First hospitals were paid to use covid as a revenue stream. When looking at the CDC deaths I am struck by the obvious errors. My favorite was the death by accidents yet counted as covid deaths. I guess that was a symptom of covid, falling in the kitchen and hitting your head. I can imagine the pressure docs recieved from the accounting side of hospitals to mark a death as covid if they were on Medicare; big paydays for each death. Another is death by some respiratory issue. This was a murky category, people die of respiratory issues every year, lots of them, maybe one of the largest category's. Yet that was mixed in with covid, how can you possibly fix this one and it was big.

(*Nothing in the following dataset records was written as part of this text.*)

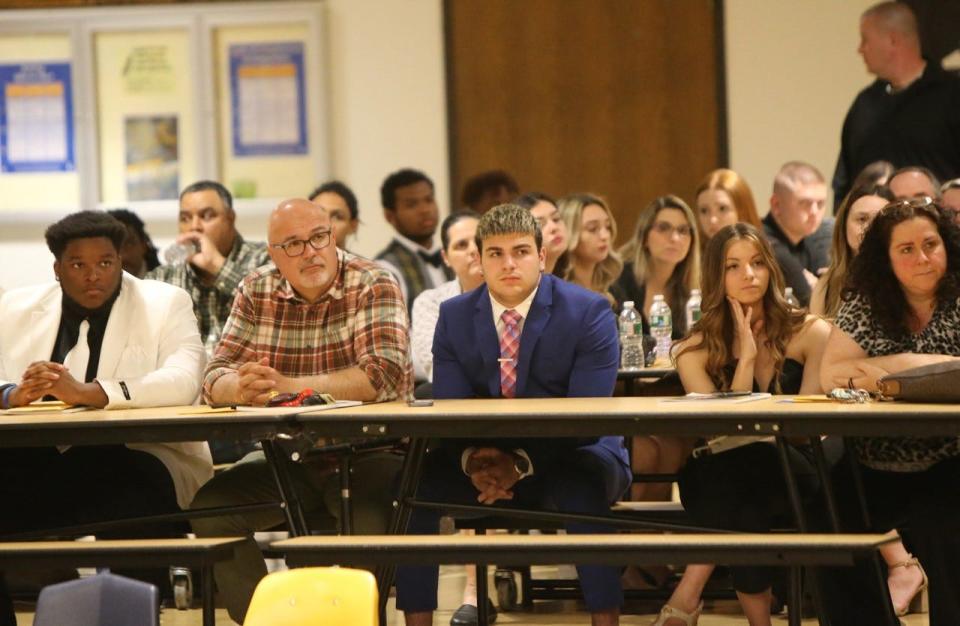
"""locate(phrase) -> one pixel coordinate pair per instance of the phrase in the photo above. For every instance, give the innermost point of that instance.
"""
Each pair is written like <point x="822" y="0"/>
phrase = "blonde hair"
<point x="739" y="192"/>
<point x="686" y="275"/>
<point x="607" y="270"/>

The second issue for deaths is the manufactured death, yes it was real death but by the hand of ventilators and refusal for early treatment with older drugs. For instance, how many of the well educated band of data had more financial means could persuade a doc to use a banned medication that has been around for decades? We'll never know that number.
Once politics gets involved in a subject or issues it completely shrouds it in corruption, bias, and hell hole of the right left thing. The other corruption always lurking around political operations is money, big profitable opportunities were everywhere with this plandemic, far more than we realize.
So you see while this hard work you put in is impressive and we are grateful for, it has to be framed in some unprovable (at least for now) caveats that may greatly change the interpretation.